Keith Olbermann: Dog-Gate Exponentially Raises 'Absurdity' of Campaign
After a week of dog-eat-dog politicking between President Obama and Mitt Romney's respective campaigns, Keith Olbermann said today that the " dog-gate" controversies have gotten out of hand.
Politicos, pundits and the presidential-campaign watching public spent the past week pondering which is worse, a presidential candidate who put his dog in a kennel strapped to the roof of his car for a 12-hour drive or a president who ate dog meat as a child living in Indonesia.
"It raises the level of absurdity to something exponential," Olbermann said on "This Week" about the Romney campaign criticizing Obama for consuming dog meat when he was 6 years old.
"With so many valuable questions going on, we're wasting most of the time dealing with the dogs," the former MSNBC and CurrentTV host said.

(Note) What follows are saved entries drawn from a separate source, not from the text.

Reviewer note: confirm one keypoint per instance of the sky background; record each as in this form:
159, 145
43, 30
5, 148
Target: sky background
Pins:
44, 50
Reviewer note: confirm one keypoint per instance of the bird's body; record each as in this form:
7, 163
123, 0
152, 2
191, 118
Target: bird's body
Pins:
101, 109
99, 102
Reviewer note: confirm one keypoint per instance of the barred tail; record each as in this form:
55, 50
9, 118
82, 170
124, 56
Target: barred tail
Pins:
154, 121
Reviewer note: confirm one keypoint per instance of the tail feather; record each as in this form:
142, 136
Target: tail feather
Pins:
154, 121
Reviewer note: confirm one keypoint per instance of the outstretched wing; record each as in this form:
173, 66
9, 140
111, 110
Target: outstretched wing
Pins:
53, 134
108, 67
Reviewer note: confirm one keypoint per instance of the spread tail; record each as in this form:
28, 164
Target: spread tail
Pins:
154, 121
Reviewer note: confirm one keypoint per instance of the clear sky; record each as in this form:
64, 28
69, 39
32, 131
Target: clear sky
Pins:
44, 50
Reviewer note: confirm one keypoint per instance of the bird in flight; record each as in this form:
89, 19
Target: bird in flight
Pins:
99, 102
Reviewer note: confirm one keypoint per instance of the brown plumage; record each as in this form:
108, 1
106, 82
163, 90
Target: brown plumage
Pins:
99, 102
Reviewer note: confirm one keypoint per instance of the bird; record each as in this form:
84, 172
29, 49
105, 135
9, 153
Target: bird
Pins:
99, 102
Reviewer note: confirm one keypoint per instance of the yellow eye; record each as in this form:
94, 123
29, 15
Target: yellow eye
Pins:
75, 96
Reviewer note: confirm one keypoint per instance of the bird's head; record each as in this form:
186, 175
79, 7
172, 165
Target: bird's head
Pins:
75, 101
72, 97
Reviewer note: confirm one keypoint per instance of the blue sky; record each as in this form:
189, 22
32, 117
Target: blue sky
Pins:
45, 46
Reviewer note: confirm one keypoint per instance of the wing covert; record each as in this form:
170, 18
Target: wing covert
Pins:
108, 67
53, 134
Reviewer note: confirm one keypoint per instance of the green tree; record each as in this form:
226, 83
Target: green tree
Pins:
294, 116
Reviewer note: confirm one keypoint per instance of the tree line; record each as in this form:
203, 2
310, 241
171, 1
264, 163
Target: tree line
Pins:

But ABC's George Will said neither the candidates nor their campaigns are responsible for the recent dominance of dogs in the presidential race. Instead, he said, the media is to blame.
"The horse race is over, and the sugar rush that the media got from that is gone, and therefore they're looking for something to keep their mind off, I guess, big questions," Will said during the "This Week" roundtable.
Wall Street Journal columnist Peggy Noonan argued that with the breakneck speed of the campaign this year, dogs may be the topic of the week, but they are not here to stay.
"There are literally thousands of people in the United States now who are employed to cover these campaigns minute by minute and they need something to say," Noonan said. "And so it's dogs today. It'll be cats tomorrow."
As long as the dog story persists, ABC News contributor Donna Brazile said Romney should be worried. The presumptive GOP nominee has been thus far unable to shake free from the story of putting his dog Seamus in a kennel strapped to the roof of his car during a 12-hour drive from Boston to Ontario, Canada for a family vacation in 1983.
"This is a narrative, and for Mitt Romney, he has to be concerned about the Seamus scandal because it might fit into this narrative that perhaps he's not like us," Brazile said.